The image list of the volume does not specify where the pictures were taken: this was probably a military secret. Nevertheless the first photo can be possibly identified: according to the Czech Elektronická encyklopedie historie, the Cadre Headquarters No. 28 of the Empire was in Písek. The center of the city is already walkable in the Google map. I have tried to identify the building, but have not yet succeeded.
Meanwhile, Két Sheng – who, in connection with the appearance of the Austro-Hungarian artillery in the Holy Land (here and here) made himself an expert in the organizational structure of the Empire’s army – found out that since the regiment numbering of the Landwehr and of the K.u.K army ran parallel to each other, the above cadre heaquarters No. 28 was not in Písek (that one belonged to the Landwehr), but in Prague, in Malá Strana, in Pod Bruskou Street, which was so named because it ran above the Bruska brook forced under the level of the street.
Click for a full-screen map
The predecessor of the barracks – writes the “Welcome to the old Prague” blog – was built shortly after 1683 as the first Austrian fort in Prague. This first building was demolished in 1763 to make way for a new one planned by military architects A. Haffenecker and J. Jäger, completed in 1779 for the Nr. 28 Humbertův Regiment (named after the Italian king Umberto), but called only “Pražské děti”, that is the Boys of Prague by the locals, as the majority of the soldiers came from the good families of the city. The regiment was disbanded in 1915 by Franz Joseph, after a part of its soldiers on the Russian front went over to the enemy: but on this we will write more in detail in the post planned about the Czech legion fighting in Russia. The barracks were pulled down most probably in 1922, and today the Prague trams transformer stands in its place. Its memory is preserved on the one hand by the “U Bruských kasáren”, that is, the street named after the Bruska barracks starting at its corner, and on the other hand, more enduring than any street, by the story of the most renowned Prague soldier of the Monarchy:
“If we had some genuine nut liquor here,” the army chaplain sighed, “that would fix my stomach. Captain Šnábl in Bruska has such a nut liquor” … “Ask Captain Šnábl where he buys that nutty liquor and buy us two bottles.”
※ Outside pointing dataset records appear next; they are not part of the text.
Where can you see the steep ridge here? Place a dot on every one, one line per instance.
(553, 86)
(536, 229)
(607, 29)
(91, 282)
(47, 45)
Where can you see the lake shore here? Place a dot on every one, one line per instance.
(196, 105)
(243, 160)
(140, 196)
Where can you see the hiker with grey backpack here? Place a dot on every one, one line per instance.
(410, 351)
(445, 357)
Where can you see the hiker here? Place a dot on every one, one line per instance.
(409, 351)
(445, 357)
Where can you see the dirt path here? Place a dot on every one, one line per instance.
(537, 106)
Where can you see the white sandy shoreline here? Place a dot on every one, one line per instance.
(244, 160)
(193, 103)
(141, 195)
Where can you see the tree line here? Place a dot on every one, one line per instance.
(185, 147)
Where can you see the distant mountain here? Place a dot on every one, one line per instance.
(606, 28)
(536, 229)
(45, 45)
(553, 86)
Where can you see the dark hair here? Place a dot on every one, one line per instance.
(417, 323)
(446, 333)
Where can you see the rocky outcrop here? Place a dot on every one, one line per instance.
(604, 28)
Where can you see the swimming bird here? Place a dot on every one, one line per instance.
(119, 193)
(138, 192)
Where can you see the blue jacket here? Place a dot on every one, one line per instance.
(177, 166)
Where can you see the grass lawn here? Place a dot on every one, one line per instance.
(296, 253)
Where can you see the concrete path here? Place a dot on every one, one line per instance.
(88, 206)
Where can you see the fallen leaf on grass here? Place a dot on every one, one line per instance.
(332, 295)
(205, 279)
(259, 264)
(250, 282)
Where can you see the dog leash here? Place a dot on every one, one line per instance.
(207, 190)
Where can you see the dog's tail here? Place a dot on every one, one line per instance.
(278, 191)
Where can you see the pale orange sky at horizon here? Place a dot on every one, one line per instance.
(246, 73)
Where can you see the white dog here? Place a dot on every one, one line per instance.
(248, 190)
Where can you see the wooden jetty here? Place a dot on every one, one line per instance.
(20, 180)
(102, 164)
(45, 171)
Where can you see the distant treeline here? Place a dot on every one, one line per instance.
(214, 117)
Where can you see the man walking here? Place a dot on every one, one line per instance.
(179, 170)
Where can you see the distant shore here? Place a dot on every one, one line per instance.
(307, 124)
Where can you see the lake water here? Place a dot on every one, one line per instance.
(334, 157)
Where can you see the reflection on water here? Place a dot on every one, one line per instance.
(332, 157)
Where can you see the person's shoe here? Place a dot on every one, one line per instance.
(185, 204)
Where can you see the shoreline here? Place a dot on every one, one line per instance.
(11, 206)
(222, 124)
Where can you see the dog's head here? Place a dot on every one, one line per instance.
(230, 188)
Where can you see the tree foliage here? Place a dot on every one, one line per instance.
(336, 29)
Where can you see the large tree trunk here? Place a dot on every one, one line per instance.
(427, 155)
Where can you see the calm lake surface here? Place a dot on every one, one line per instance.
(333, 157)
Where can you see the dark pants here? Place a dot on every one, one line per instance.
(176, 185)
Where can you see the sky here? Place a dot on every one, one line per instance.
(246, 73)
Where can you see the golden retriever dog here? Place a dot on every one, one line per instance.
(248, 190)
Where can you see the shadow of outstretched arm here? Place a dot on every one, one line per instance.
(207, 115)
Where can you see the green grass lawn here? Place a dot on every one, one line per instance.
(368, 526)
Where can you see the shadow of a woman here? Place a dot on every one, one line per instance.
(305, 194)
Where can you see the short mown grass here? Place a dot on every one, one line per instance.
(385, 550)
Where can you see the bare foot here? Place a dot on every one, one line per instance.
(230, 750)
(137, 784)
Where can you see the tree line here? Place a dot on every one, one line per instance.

(Jaroslav Hašek: The Good Soldier Švejk)
After this Prague intermezzo, let us see the other eighteen pictures of the album.
Wonderful, and nostalgia-inducing -- Prague is one of the cities I would most love to revisit. I spent a happy week there in 1996, and an even happier one at the start of 1998 (in the course of which I vastly improved my Russian). I'm not sure I walked down Pod Bruskou (incidentally, it is colloquially called "Myší díra" [mouse hole] by the locals), but I had a wonderful and romantic dinner at the Pálffy Palace restaurant around the corner (my date and I had a bottle of Mandelstam's папского замка вино).
ResponderEliminarIt wouldn't be a Hat comment without a nitpick, so: "on the Malá Strana" should be "in Malá Strana" (Malá Strana is a neighborhood).
Yes, Prague is my love, too. I worked there in the National Gallery for a couple of months in the early 90s (see this) and since then I regularly go back (it’s only a couple of hours from Budapest). I loved the Pálffy Palace restaurant, too, and I can imagine how happy these two weeks were for you. But I am sure the happiest thing is that you have not returned there since 1998. Downtown Prague has since become so terribly commercial/touristic that it certainly would be a delusion for you. I recommend you to keep your dear memories; I also do so.
ResponderEliminarThanks for nitpicking, as always. I am so much used to say “na Malej Strane” in Czech that I automatically translated it to English, too.
Downtown Prague has since become so terribly commercial/touristic that it certainly would be a delusion for you.
ResponderEliminarHeh. I'm sure you're right, but they were saying the same thing in 1998!
Sure. Old times are always good times. But for me, who have known the city since the early 80s, it was somewhere around 2000 that the number of drunken British tourists per square meter and old bookshops / traditional hospody converted into pizzerie per downtown streets exceeded the level of tolerableness.
ResponderEliminarIt is a common law that as long as a city is poor, you'll find old bookshops, craftsmen and fruits dealers in the streets — and once the town's getting richer, pizzerie (and drunken British tourists). Of course, with a crisis, it's the end for pizzerie and tourists (and still also for bookshops, I fear).